Senate Democrats on Saturday advanced their long-delayed healthcare, tax and climate bill following months of back-and-forth on whether the party would be able to pass major legislation addressing some of their progressive priorities before the midterm election.
The Senate voted along party lines, 50-50, to start debate on the measure, with Vice President Kamala Harris breaking the tie.
Democrats are passing the bill using a special parliamentary procedure called reconciliation, which doesn’t allow for a Republican filibuster.
Democrats, eager to tout the bill’s benefits on the campaign trail this fall, lauded it as historic.
“This is one of the most comprehensive and impactful bills Congress has seen in decades,” said Senate Majority Leader Charles E. Schumer (D-N.Y.). “It will reduce inflation. It will lower prescription drug costs. It will fight climate change. It will close tax loopholes and it will reduce the deficit. It will help every citizen in this country and make America a much better place.”
The bill would allow the federal government to begin to negotiate drug prices in Medicare — albeit slowly— and would create incentives and grants to combat the climate crisis, two major political priorities that Democrats are hoping to run on this fall.
The nonpartisan Congressional Budget Office, which issues cost estimates of legislation, said Saturday it was still working on one due to last-minute changes. An analysis of an earlier version of the bill found it would decrease the deficit by $102 billion over a decade.
For congressional Democrats and President Biden, it would mark a welcome legislative bright spot.
Democrats have been scrambling in recent days to tie up the negotiations — work that continued into Saturday.
Because Democrats are enacting the bill through reconciliation, it has to be reviewed by a nonpartisan Senate official to confirm all elements of the legislation comply with Senate rules. That process has been underway for days and was largely done by midday Saturday.
While Democrats were able to keep most of their bill intact through that process, they had to change the way a cap on rising drug prices will be calculated. It is also unclear whether a $35 cap on copays for insulin will make it through the process.
After Saturday’s vote, lawmakers were expected to begin a lengthy series of votes on amendments to the bill, dubbed vote-a-rama. Under the reconciliation process, the minority party can offer unlimited amendments, and it typically takes the opportunity to propose politically contentious ideas designed to block the bill or, at minimum, force the majority to take politically unfavorable votes.
Sen. Lindsey Graham (R-S.C.) said the process will be “like hell. They deserve this.”
“I’m hoping that we can come up with proposals that will make sense to a few of them and they’ll abandon this jihad they’re on,” he said Friday.
Republicans argue the bill will make inflation worse. “Democrats want to run through hundreds of billions of dollars in tax hikes and hundreds of billions of dollars in reckless spending,” Senate Minority Leader Mitch McConnell (R-Ky.) said Saturday.
The CBO estimated the bill would have a “negligible” impact on inflation this year.
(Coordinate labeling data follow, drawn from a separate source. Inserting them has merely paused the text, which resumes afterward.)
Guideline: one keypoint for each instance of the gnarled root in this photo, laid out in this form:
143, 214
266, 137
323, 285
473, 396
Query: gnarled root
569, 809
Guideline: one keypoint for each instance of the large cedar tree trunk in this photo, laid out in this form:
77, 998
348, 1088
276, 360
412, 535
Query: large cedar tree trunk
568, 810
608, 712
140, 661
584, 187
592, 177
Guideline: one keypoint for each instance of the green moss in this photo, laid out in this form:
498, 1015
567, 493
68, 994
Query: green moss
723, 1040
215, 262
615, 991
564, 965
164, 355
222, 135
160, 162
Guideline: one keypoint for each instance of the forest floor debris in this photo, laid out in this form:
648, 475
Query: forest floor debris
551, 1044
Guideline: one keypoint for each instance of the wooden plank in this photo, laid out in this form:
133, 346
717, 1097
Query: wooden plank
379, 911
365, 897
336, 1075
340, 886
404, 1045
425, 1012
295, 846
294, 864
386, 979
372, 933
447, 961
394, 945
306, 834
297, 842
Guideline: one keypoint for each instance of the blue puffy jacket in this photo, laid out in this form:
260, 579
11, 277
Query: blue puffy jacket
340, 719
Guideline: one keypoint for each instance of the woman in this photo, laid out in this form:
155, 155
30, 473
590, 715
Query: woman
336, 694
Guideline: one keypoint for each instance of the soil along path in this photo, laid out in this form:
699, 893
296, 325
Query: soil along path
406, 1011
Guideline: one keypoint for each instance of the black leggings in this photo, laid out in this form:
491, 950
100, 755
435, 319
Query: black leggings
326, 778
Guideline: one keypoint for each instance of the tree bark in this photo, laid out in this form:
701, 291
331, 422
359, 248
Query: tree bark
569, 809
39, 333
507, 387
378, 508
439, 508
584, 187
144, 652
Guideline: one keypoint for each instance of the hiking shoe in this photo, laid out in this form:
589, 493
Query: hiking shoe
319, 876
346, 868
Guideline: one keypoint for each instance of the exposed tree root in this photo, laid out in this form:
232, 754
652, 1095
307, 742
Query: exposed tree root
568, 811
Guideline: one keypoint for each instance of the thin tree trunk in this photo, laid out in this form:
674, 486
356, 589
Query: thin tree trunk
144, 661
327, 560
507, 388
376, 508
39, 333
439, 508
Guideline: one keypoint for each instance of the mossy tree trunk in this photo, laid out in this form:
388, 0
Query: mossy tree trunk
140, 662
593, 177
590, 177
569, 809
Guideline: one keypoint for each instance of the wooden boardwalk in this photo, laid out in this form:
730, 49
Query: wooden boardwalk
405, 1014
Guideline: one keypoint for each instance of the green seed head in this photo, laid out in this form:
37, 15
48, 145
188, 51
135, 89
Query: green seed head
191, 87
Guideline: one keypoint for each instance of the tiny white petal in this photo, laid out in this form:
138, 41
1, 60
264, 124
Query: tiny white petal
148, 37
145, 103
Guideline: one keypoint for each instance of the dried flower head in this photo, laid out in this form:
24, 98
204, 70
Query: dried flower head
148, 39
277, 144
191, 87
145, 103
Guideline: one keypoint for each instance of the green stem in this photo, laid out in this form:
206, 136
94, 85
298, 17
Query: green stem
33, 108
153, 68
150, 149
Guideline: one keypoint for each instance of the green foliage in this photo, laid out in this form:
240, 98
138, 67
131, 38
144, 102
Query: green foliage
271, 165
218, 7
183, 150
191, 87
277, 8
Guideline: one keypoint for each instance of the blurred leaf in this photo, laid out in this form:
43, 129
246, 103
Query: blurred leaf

Democrats have cited other economic experts who say it will reduce inflation.
“This is fighting inflation,” Sen. Joe Manchin III (D-W.V.) said last weekend while touting the bill on “Face the Nation.” “This is all about the absolute horrible position that people are in now because of the inflation costs, whether it be gasoline, whether it be food pricing, whether it be energy pricing, and it’s around energy, mostly that’s driving [this] high inflation.”
If Democrats are able to stick together through the amendment series, they hope to give final passage to the bill as early as Sunday morning.
House leaders plan to bring members of that chamber back to Washington on Friday to vote on the bill. If approved, it would go to Biden’s desk for his signature.
Declared dead several times over the past year, the Democrats’ sweeping legislation was resurrected following secret talks between Schumer and Manchin, the most conservative Senate Democrat.
The bill, the Inflation Reduction Act, is much smaller than the original $3.5-trillion “Build Back Better” plan, which contained a slew of progressive policies such as universal prekindergarten and child care that Manchin said in December he would not support.
Once Manchin and Schumer cut a deal on a plan, attention turned to another frequent outlier in the Democratic ranks, Sen. Kyrsten Sinema of Arizona.
She axed the bill’s tightening of a “carried interest” tax loophole that will benefit high-income investors, and she was expected to add new funding to combat drought, although those details are still undefined.